В своих поездках по району в погоне за преступниками я однажды ночевал с пятью ингушами в одном селении у самого подножья хребта. Ночью нас всех разбудила сильная ружейная перестрелка где-то вдали в ущелье. На наш вопрос о её причинах хозяин-турок объяснил, что в ущелье есть два селения курдов, которые вот уже два месяца ведут друг с другом войну, так что все к выстрелам привыкли и они никого не беспокоят, так как это домашнее дело курдов. Оказалось, что курды из ущелья в долину не ходят и с турками сообщения не имеют. Не касалось курдов и прежнее турецкое начальство, руководствуясь тем принципом, что с таким беспокойным племенем лучше не связываться. Я тоже, разумеется, к курдам в их ущелье не поехал, да и что бы я там мог сделать, если не скомпрометировать русскую власть своим бессилием.
Другой раз в одном глухом горном селении мы наткнулись на целое ослиное стадо голов в пятьсот, которое мирно паслось под присмотром двух обозных солдатиков. Оказалось, что сюда какими-то неведомыми путями для отдыха и прокорма забрался ослиный транспорт под командой прапорщика запаса из щигровских уроженцев. Познакомившись с ним, мы сосчитались папами и мамами, и он радушно угостил нас чаем. Жил он здесь вряд ли с ведома своего начальства, а скорее по вольности революционного времени, и жил настоящим помещиком, ни в чём себе не отказывая. Должность ослиного начальства была не без дохода, недаром он своих ослов называл что-то чересчур уж ласково «осликами».
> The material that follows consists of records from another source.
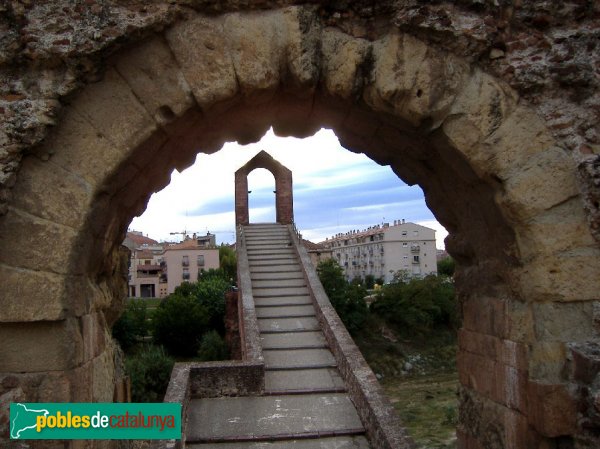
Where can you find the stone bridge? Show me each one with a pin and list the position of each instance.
(491, 107)
(302, 382)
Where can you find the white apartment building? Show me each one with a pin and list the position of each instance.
(185, 261)
(382, 250)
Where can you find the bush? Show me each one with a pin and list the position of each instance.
(347, 299)
(149, 371)
(213, 347)
(418, 305)
(178, 324)
(132, 325)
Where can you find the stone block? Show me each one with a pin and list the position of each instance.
(48, 191)
(200, 47)
(152, 73)
(28, 295)
(485, 315)
(479, 373)
(256, 45)
(478, 111)
(302, 47)
(40, 346)
(552, 409)
(547, 361)
(36, 244)
(341, 71)
(586, 361)
(545, 180)
(412, 81)
(559, 321)
(564, 276)
(115, 113)
(560, 228)
(103, 376)
(82, 150)
(94, 333)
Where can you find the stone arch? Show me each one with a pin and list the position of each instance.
(490, 170)
(284, 201)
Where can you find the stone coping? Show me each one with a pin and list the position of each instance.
(244, 377)
(383, 426)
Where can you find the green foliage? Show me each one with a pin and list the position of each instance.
(446, 266)
(193, 309)
(149, 371)
(228, 262)
(213, 347)
(417, 305)
(210, 291)
(332, 277)
(347, 299)
(132, 325)
(178, 324)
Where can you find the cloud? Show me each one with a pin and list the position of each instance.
(335, 190)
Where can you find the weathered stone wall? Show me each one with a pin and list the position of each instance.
(495, 170)
(547, 51)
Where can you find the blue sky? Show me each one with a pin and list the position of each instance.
(334, 191)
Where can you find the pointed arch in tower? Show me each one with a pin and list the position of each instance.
(284, 203)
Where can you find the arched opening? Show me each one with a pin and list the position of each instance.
(261, 196)
(491, 173)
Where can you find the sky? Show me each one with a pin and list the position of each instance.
(334, 190)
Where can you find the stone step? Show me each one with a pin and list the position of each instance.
(284, 257)
(278, 283)
(277, 292)
(297, 358)
(336, 442)
(274, 267)
(271, 418)
(278, 301)
(288, 324)
(287, 311)
(303, 380)
(259, 251)
(276, 276)
(293, 340)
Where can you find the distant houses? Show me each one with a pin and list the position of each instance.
(156, 269)
(382, 250)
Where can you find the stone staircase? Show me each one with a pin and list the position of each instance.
(305, 404)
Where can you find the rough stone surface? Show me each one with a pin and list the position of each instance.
(492, 107)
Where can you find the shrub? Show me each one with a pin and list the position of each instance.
(213, 347)
(347, 299)
(132, 325)
(178, 324)
(149, 371)
(417, 305)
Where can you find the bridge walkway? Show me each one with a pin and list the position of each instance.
(305, 404)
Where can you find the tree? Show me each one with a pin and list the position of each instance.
(178, 324)
(132, 325)
(332, 277)
(446, 266)
(417, 305)
(347, 299)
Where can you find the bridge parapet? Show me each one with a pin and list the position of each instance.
(379, 418)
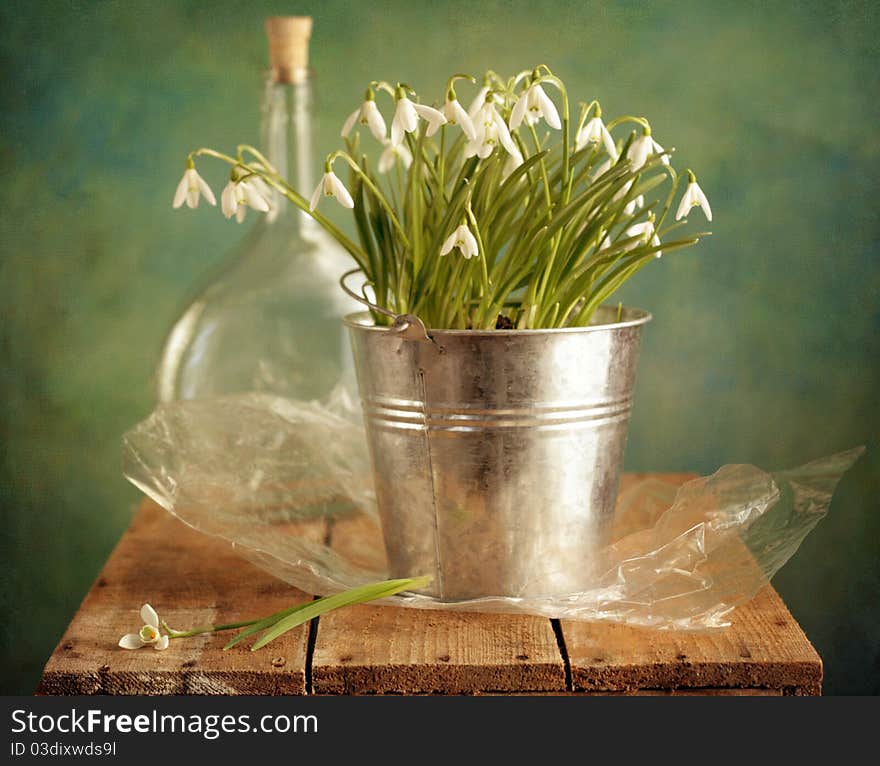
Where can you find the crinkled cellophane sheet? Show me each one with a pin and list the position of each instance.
(280, 479)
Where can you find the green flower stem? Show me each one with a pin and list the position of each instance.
(282, 621)
(207, 629)
(383, 201)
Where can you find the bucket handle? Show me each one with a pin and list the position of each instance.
(408, 326)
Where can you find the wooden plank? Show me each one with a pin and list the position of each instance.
(389, 650)
(381, 650)
(763, 649)
(191, 579)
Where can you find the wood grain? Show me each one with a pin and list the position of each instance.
(763, 649)
(191, 580)
(379, 650)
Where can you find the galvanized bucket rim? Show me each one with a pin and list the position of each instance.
(362, 320)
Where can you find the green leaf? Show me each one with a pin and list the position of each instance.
(358, 595)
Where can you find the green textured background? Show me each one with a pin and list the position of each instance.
(765, 344)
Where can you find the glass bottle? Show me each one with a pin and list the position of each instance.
(269, 320)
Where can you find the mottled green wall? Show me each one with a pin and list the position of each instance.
(765, 344)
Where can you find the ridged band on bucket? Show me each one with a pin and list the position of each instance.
(397, 413)
(497, 454)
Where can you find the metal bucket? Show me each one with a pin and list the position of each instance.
(497, 454)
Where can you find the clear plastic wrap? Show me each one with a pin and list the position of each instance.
(288, 484)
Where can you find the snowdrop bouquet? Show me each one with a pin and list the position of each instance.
(505, 214)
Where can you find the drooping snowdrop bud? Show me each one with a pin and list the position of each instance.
(634, 204)
(642, 148)
(456, 115)
(693, 197)
(490, 130)
(191, 186)
(464, 240)
(238, 196)
(331, 186)
(148, 635)
(479, 100)
(646, 233)
(593, 132)
(533, 105)
(406, 118)
(392, 154)
(263, 189)
(367, 114)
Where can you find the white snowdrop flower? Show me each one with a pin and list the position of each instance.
(693, 197)
(642, 148)
(593, 132)
(367, 114)
(634, 204)
(463, 239)
(645, 231)
(148, 635)
(262, 188)
(191, 186)
(331, 186)
(456, 115)
(406, 119)
(238, 196)
(532, 105)
(490, 131)
(392, 154)
(602, 169)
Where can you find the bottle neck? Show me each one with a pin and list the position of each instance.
(287, 141)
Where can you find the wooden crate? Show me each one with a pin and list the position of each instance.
(192, 580)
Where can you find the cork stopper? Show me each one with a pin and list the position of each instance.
(289, 46)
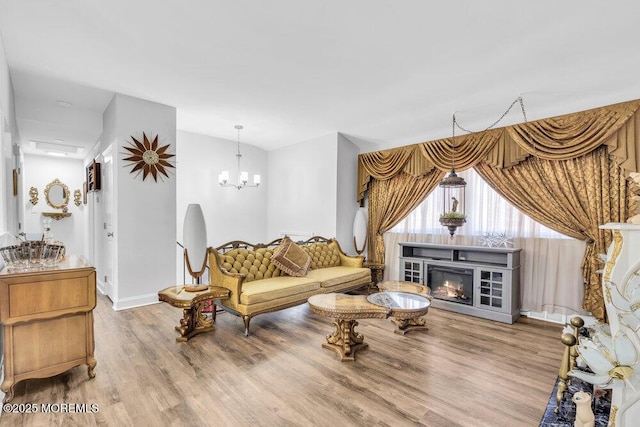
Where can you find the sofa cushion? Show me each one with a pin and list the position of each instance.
(332, 276)
(253, 264)
(276, 288)
(291, 258)
(323, 255)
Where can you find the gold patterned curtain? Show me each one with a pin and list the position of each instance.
(558, 139)
(573, 197)
(390, 201)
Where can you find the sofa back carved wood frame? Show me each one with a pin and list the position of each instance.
(258, 286)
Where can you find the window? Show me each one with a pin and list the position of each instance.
(487, 212)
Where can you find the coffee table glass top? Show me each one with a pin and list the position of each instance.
(399, 300)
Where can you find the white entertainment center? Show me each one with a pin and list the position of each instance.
(475, 280)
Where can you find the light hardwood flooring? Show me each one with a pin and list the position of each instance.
(463, 371)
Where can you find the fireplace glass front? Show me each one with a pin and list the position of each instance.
(451, 283)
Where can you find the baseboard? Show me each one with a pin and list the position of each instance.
(137, 301)
(562, 319)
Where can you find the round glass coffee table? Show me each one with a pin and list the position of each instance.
(405, 308)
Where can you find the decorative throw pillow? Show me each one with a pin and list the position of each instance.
(291, 258)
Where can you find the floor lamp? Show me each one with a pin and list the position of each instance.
(360, 230)
(194, 234)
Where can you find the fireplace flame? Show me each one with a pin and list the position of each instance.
(454, 291)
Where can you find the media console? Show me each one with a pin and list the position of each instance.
(475, 280)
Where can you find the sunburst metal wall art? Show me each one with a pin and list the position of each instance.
(147, 157)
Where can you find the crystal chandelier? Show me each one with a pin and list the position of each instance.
(453, 186)
(243, 177)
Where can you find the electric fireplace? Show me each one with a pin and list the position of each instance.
(451, 283)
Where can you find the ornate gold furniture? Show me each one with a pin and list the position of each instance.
(47, 320)
(345, 309)
(258, 286)
(194, 321)
(404, 325)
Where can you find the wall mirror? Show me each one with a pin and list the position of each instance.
(57, 194)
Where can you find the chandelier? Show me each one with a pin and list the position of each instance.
(243, 177)
(453, 186)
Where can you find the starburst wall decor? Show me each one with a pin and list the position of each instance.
(148, 158)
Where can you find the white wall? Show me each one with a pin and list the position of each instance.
(9, 136)
(145, 211)
(230, 214)
(38, 171)
(302, 188)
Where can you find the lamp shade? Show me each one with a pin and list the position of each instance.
(194, 234)
(360, 230)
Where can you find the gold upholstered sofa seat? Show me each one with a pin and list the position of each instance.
(339, 276)
(257, 282)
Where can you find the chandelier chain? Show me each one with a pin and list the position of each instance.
(518, 99)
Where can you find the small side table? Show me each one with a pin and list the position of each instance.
(194, 321)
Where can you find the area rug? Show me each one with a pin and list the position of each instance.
(601, 405)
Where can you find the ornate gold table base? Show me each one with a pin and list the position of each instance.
(407, 325)
(404, 325)
(345, 309)
(345, 340)
(194, 321)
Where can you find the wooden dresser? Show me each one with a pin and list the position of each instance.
(47, 321)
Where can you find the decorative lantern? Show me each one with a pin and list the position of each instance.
(453, 192)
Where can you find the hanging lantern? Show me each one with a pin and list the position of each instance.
(453, 192)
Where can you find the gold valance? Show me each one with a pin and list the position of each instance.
(557, 138)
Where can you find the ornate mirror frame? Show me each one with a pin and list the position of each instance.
(65, 194)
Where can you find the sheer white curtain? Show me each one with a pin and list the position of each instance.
(550, 274)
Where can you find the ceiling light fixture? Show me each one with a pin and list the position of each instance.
(243, 177)
(453, 193)
(454, 186)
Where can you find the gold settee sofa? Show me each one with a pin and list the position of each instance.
(258, 286)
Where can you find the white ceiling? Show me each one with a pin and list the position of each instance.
(384, 73)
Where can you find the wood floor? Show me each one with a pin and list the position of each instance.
(463, 371)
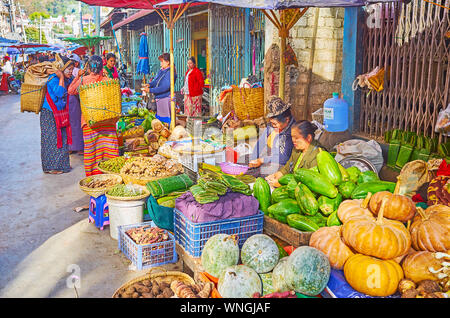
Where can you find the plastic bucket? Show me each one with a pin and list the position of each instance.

Ночевал я в другой раз и у земляка-курянина, оказавшегося этапным комендантом на дороге между Калкитом и Байбуртом. Он был из прапоров военного времени и стоял со своей полуротой в глухом турецком селении, сплошь состоящем из серых глиняных мазанок, стоявших на голой каменистой степи без всякой растительности. Селение это представляло собой донельзя унылую картину даже и в без того унылой Армении. Полурота жила в каких-то подземных тёмных норах, прапорщик же с женой жил в верхнем этаже. Был он молод, деятелен и всегда весел, несмотря на годовое пребывание в этой дыре. Со своей полуротой он развёл здесь большое хозяйство, огороды, скотину и хлебопекарню для проходящих войск, и во всём этом преуспевал. С солдатами своими он был в самых простых отношениях и сам состоял председателем «этапного совета». Нечего и говорить, что «совет» этот числился только на бумаге. Всем заправлял единолично сам прапорщик, так как в таких заброшенных дырах за недостатком горючего материала революция совсем потухла и ничего не изменила во взаимоотношениях между начальством и подчинёнными. Жена у этого разбитного прапора была грузинка, довольно красивая и весьма пышная женщина. Она оказалась прекрасной хозяйкой и кормила нас необыкновенными обедами, несмотря на то, что у неё постоянно болели зубы. В то время, как мы бесстыже с её мужем поедали вкусные яства, она обыкновенно сидела в углу, держалась за щёку и, раскачиваясь, стонала: «Ой чеми дэда!.. чеми дэда!..». Бедной женщине в её земляной дыре наш унылый Байбурт казался каким-то мировым центром культуры, а наша скучная гарнизонная жизнь представлялась сплошным вихрем светских наслаждений, так как она попадала туда с мужем не чаще раза в месяц, и всякий раз тогда на сцене байбуртского театра она с большим огнём исполняла лезгинку.